IISI Sees Strong Steel Demand

China continues to drive global economic growth.

Growth in China coupled with economic recovery in the U.S., Japan and Europe should continue to drive the world economy and world demand for steel, according to the International Iron and Steel Institute (IISI), Brussels.

IISI says it is “anticipating a much stronger growth” than it did in its previous Short Range Outlook, released in October of 2003 at the IISI Annual Conference in Chicago. “World GDP is projected to improve from 2.6 percent in 2003 to 3.8 percent in 2004 and 3.4 percent for 2005,” the group predicts in an April news release.

“The economic growth outlook for the three major world economies all reflect a strong recovery that appears to be sustained and is projected to remain positive,” the release notes. “Growth in the U.S. is projected to remain strong at 4.7 percent in 2004 and 3.6 percent in 2005. Economic activity in China continues to remain robust with growth projected at 8.5 percent in 2004 and 8.0 percent in 2005 following a growth of 9.1 percent in 2003.”

Global consumption of finished steel products is projected to increase by 6.2 percent (or 53 million metric tons) in 2004 and by 4.5 percent (41 million metric tons) in 2005, according to the estimates made by the Economic Studies Committee of the IISI. The growth can be split into two separate areas, China and the rest of the world.

Steel consumption in China is estimated to increase by 13.1 percent (31 million metric tons) in 2004 and by 10.4 percent (27 million metric tons) in 2005. Steel consumption in other nations, excluding China, has been estimated to increase by 3.6 percent (22 million metric tons) in 2004 and by 2.2 percent (14 million metric tons) in 2005.

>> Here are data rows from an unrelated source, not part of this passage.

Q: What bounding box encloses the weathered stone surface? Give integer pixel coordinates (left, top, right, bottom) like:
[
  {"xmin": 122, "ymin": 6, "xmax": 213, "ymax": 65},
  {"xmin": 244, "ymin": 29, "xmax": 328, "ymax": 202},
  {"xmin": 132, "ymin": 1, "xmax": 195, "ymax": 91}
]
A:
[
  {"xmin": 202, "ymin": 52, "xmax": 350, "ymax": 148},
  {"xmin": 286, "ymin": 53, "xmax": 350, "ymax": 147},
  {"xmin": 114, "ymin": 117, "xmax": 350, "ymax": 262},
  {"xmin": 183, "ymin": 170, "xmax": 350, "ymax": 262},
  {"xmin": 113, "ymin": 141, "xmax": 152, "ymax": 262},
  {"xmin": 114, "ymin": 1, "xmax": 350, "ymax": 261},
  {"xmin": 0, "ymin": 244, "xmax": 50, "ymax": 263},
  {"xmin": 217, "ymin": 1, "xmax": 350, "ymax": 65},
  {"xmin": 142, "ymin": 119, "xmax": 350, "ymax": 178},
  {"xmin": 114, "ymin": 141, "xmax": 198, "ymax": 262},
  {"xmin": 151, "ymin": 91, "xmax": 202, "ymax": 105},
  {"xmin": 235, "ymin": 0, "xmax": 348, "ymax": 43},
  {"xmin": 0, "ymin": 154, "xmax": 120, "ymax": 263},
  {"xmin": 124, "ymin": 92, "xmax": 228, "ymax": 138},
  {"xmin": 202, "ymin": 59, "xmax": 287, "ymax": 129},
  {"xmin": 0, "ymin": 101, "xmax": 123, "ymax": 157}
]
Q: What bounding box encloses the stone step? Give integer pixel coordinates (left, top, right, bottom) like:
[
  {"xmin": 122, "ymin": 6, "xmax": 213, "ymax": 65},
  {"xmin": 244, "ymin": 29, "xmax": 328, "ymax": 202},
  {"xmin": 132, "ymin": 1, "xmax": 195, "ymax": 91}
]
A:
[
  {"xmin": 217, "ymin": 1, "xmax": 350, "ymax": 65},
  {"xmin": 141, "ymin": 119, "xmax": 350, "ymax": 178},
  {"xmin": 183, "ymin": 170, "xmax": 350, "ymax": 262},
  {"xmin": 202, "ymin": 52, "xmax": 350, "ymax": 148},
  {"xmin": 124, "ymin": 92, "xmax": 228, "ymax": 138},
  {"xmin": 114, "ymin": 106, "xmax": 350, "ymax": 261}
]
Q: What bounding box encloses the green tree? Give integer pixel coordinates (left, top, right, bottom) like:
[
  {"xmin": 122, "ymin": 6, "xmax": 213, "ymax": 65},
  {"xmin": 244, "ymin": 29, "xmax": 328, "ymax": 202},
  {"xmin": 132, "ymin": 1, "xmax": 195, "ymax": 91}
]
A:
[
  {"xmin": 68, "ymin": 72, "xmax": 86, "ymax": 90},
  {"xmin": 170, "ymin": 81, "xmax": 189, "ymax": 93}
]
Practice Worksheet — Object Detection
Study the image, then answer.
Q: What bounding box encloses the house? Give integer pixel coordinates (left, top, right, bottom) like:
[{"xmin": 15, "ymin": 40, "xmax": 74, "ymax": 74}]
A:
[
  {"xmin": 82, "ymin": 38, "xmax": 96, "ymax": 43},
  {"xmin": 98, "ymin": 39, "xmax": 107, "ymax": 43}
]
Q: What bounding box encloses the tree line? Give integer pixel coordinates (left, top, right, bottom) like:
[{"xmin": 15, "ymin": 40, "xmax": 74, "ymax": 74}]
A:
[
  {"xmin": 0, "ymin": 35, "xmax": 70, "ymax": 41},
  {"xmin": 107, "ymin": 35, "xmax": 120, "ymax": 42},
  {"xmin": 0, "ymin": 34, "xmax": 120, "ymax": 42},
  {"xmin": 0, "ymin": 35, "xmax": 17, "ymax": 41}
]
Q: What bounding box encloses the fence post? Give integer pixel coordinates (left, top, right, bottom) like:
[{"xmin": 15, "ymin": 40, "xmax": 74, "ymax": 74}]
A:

Commenting upon the latest economic forecast, Secretary General of the IISI Ian Christmas says, “The shortage of raw materials and congestion at sea ports was responsible for constraining steel production.” He adds that it is unclear whether the predicted production increases can actually occur, “since there are restrictions relating to raw materials supply [although] not to steelmaking capacity.”